Let me try writing fiction. It can only garnered by 2 means: (1) name mystical characters with dramatic plights, such as: "The devil went soaring over the hills to find the woman he would curse for the evening with his purple potion." or (2) be so random that it can't be followed, personifying inanimate objects and using verbs that aren't physically possible, such as: "The golfball went laughing down the hill, licking the blade of grass as it leapt, and burped right in the side of her face."

But I've probably lost you already, reader. Why should you care about me trying to be imaginative?

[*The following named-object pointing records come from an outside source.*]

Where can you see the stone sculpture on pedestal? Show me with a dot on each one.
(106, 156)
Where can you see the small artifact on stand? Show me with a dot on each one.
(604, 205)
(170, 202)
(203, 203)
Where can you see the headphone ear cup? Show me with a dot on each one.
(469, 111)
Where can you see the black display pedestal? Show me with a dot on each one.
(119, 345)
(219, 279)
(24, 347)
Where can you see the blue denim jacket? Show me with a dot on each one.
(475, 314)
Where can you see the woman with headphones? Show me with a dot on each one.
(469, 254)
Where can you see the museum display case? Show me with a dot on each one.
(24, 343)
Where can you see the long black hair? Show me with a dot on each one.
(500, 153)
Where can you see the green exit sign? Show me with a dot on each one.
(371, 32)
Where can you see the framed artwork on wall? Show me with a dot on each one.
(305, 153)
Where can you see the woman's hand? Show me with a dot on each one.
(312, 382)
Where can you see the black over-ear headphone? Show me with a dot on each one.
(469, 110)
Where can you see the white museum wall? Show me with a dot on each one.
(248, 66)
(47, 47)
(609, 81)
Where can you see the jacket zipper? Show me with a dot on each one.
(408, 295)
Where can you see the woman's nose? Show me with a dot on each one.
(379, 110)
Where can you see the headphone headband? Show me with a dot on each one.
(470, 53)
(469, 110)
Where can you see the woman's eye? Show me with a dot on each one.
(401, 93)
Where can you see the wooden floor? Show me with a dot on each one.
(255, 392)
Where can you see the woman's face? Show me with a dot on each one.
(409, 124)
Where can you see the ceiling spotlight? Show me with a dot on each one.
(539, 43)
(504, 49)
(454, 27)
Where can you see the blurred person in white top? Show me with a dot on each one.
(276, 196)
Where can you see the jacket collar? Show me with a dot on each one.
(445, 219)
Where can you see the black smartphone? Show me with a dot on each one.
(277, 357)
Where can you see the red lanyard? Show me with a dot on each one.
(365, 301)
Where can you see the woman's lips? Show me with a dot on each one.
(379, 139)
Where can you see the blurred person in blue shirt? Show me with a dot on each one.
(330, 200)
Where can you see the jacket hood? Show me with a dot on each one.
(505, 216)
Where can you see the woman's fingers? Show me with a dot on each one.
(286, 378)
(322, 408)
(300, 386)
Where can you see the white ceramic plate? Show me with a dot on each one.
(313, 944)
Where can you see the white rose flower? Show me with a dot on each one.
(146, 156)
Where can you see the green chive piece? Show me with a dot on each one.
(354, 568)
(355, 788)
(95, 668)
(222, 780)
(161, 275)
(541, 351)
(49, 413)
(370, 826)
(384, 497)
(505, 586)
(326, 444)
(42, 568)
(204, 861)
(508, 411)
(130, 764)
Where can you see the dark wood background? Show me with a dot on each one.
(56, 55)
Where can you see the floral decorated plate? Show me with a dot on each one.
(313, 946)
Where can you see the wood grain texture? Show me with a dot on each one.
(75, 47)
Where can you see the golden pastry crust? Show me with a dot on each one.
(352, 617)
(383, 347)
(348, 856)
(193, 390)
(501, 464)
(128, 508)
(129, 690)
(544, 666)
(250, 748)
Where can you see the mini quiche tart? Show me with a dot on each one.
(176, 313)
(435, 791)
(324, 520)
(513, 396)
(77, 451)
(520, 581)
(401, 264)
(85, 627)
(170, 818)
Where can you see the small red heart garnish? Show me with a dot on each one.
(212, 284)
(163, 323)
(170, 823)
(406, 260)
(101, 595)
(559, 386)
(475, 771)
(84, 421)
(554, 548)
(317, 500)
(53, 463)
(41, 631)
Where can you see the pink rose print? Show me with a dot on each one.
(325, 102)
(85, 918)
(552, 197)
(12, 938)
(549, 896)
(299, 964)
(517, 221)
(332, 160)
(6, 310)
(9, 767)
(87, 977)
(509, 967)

No. But life - like the way he tilted his head and squinted his eyes and said, "Naw, it's good," an hour ago - I could see it and feel it even though it was just his voice lighting up a corner inside my brain and body that recognized the way he moves when he says that phrase, and the way he looks back and blinks in a staccato to step back and listen and think.
What am I losing by being such a blatant liar? Am I so post-modern that I will kill my own life? Toying on the brink of reality, like a baby recklessly teeters on the sidewalk, where a dip of his feet will make him roadkill?

The caught-feeling unseized me. I started to surrender, so I could join its ranks and find out what it meant.
Life IS fiction, to me, I realized. My thoughts are in poetry, and people talk to me in quotes.
I don't know how to live outside of fiction. And as this realization came to me, my face unswelled. I barreled my body on the couch. Proud. Terrified. I don't know how to live outside of fiction.